ORDONNANCE : contradictoire
prononcée le 17 Septembre 2025 par mise à disposition de l’ordonnance au greffe de la cour, les parties ayant été préalablement avisées dans les conditions prévues au deuxième alinéa de l’article 450 du code de procédure civile;
signée par Pierre BARDOUX, Conseiller et Sylvie NICOT ,Greffier, auquel la minute de la décision a été remise par le magistrat signataire.
''''
EXPOSE DU LITIGE
Mme [I] [H] et Mme [D] [H] ont pris contact avec Me [Z] [U] dans le cadre d’une procédure d’appel.
Une convention d’honoraires a été régularisée entre Mmes [H] et Me [U] le 14 mars 2022, prévoyant une déclaration d’appel fixée à 120 € TTC plus le timbre fiscal, la rédaction pour les jeux de conclusions nécessaires fixée à 600 € TTC et la plaidoirie fixée à 600 € TTC.
Le 27 octobre 2023, Mmes [H] ont saisi le bâtonnier de l’ordre des avocats du barreau de Lyon d’une contestation des honoraires de Me [U] et d’une demande de restitution d’un chèque CARPA de 1 913 €.
Celui-ci par décision du 3 avril 2024 a notamment :
— fixé à la somme de 1 200 € TTC les honoraires de Me [U] dus par Mme [I] [H] et Mme [D] [H],
— constaté que cette somme a été réglée et constaté que le chèque de 1 913 € a bien été reçu par Mmes [I] [H] et [D] [H],
— fait droit à la demande reconventionnelle de Me [U], et fixé à 300 € TTC le montant de ses honoraires relatifs au dossier [E],
— condamné Mmes [I] [H] et [D] [H] à régler à M. [U] la somme de 300 € TTC ainsi que les dépens,
— ordonné l’exécution provisoire.
Cette décision a été notifiée à Mmes [H] par lettre recommandée avec demande d’avis de réception reçue le 5 avril 2024.
Par lettre du 25 avril 2024 reçue au greffe le 26 avril 2024, Mmes [H] ont formé un recours contre cette décision.
La convocation à l’audience adressée par le greffe à Me [U] ayant été retournée avec la mention «destinataire inconnu à l’adresse», Mmes [I] [H] et [D] [H] ont assigné Me [U] par acte d’huissier du 6 février 2025 pour l’audience du 20 mai 2025.
A cette audience devant le délégué du premier président, les parties s’en sont remises à leurs écritures, qu’elles ont soutenues oralement.
Dans leur mémoire déposé au greffe le 26 septembre 2024, Mmes [H] demandent le remboursement de la somme de 1 200 € versée à Me [U] pour la rédaction des jeux de conclusions supplémentaires.
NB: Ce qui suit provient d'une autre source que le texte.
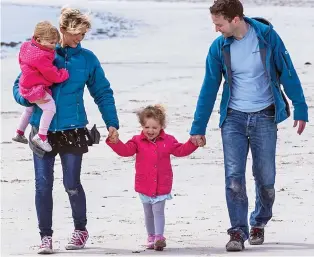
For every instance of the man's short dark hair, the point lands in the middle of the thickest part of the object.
(227, 8)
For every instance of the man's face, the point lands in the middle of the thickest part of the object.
(224, 26)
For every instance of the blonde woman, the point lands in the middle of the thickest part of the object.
(67, 132)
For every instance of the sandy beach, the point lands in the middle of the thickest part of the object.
(162, 61)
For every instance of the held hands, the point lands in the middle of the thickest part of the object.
(301, 127)
(198, 140)
(40, 101)
(113, 135)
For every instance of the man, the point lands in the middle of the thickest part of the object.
(254, 62)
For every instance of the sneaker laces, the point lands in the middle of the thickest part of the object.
(46, 242)
(235, 236)
(258, 232)
(77, 235)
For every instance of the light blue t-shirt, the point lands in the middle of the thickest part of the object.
(250, 90)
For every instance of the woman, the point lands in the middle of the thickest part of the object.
(67, 133)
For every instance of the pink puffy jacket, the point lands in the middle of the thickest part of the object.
(38, 71)
(153, 174)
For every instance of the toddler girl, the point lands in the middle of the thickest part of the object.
(153, 177)
(38, 74)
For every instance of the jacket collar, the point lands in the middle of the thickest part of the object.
(68, 51)
(160, 136)
(261, 26)
(35, 43)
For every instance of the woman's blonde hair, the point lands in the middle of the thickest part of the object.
(156, 112)
(73, 21)
(44, 30)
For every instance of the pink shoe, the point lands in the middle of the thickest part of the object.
(160, 243)
(46, 245)
(150, 242)
(78, 240)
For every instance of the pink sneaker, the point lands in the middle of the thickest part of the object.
(46, 245)
(160, 243)
(150, 242)
(78, 240)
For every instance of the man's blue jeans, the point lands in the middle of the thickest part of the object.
(256, 131)
(44, 169)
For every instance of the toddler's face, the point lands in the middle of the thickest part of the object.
(51, 43)
(151, 128)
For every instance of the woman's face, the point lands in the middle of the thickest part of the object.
(72, 40)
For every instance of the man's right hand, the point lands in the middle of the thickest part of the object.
(198, 140)
(40, 101)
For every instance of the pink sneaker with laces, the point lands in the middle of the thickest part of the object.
(150, 242)
(160, 243)
(46, 245)
(78, 240)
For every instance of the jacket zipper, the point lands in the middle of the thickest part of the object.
(65, 66)
(285, 61)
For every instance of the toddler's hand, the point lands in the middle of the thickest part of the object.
(113, 135)
(201, 143)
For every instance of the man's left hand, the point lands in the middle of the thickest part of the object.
(113, 135)
(301, 127)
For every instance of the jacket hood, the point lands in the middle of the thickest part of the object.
(69, 51)
(261, 25)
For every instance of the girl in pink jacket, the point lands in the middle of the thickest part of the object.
(38, 74)
(153, 177)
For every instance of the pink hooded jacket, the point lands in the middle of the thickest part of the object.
(38, 71)
(153, 174)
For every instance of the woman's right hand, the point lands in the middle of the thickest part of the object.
(40, 101)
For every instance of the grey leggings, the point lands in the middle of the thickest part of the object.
(155, 217)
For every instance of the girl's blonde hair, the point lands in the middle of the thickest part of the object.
(44, 30)
(157, 112)
(73, 21)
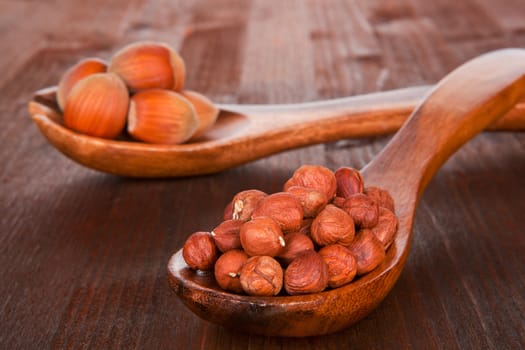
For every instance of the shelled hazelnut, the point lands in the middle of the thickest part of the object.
(299, 241)
(261, 276)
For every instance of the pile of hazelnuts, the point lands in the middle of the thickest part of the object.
(324, 229)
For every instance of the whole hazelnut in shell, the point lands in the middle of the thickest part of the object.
(262, 236)
(367, 250)
(363, 210)
(205, 110)
(227, 235)
(314, 176)
(245, 202)
(284, 208)
(312, 200)
(332, 225)
(97, 106)
(199, 251)
(349, 181)
(227, 270)
(342, 265)
(261, 276)
(149, 65)
(161, 117)
(306, 274)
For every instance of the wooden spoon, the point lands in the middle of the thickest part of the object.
(242, 133)
(459, 107)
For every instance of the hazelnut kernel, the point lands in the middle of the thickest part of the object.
(342, 265)
(284, 208)
(314, 176)
(332, 225)
(261, 276)
(296, 243)
(200, 252)
(312, 200)
(306, 274)
(363, 210)
(262, 236)
(228, 268)
(245, 202)
(227, 235)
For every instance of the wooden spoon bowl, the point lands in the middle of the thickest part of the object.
(242, 133)
(458, 108)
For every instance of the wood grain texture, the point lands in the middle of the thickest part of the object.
(83, 254)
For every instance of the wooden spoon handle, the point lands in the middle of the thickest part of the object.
(459, 107)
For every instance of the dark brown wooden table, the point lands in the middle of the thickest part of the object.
(83, 254)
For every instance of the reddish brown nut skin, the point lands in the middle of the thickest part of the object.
(332, 225)
(314, 176)
(342, 265)
(363, 210)
(228, 268)
(349, 181)
(199, 251)
(367, 250)
(228, 212)
(381, 197)
(284, 208)
(245, 202)
(306, 224)
(227, 235)
(296, 243)
(262, 236)
(339, 201)
(386, 227)
(306, 274)
(312, 200)
(261, 276)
Elles font également de nombreux griefs à Me [U] sur sa compétence, sa gestion du dossier et sa plaidoirie devant la cour d’appel et sollicitent le remboursement des condamnations qu’elles ont dû payer à leurs adversaires, de la somme de 6 000 € TTC.
Enfin, elles soutiennent que le détail des diligences fourni par Me [U], concernant le chèque de 1 913 € versé à la CARPA s’agissant de l’affaire contre les consorts [E], est excessif, faux et fantaisiste et elles contestent ses dires et calculs. Elles ajoutent toutefois avoir reçu le chèque le 8 juillet 2023.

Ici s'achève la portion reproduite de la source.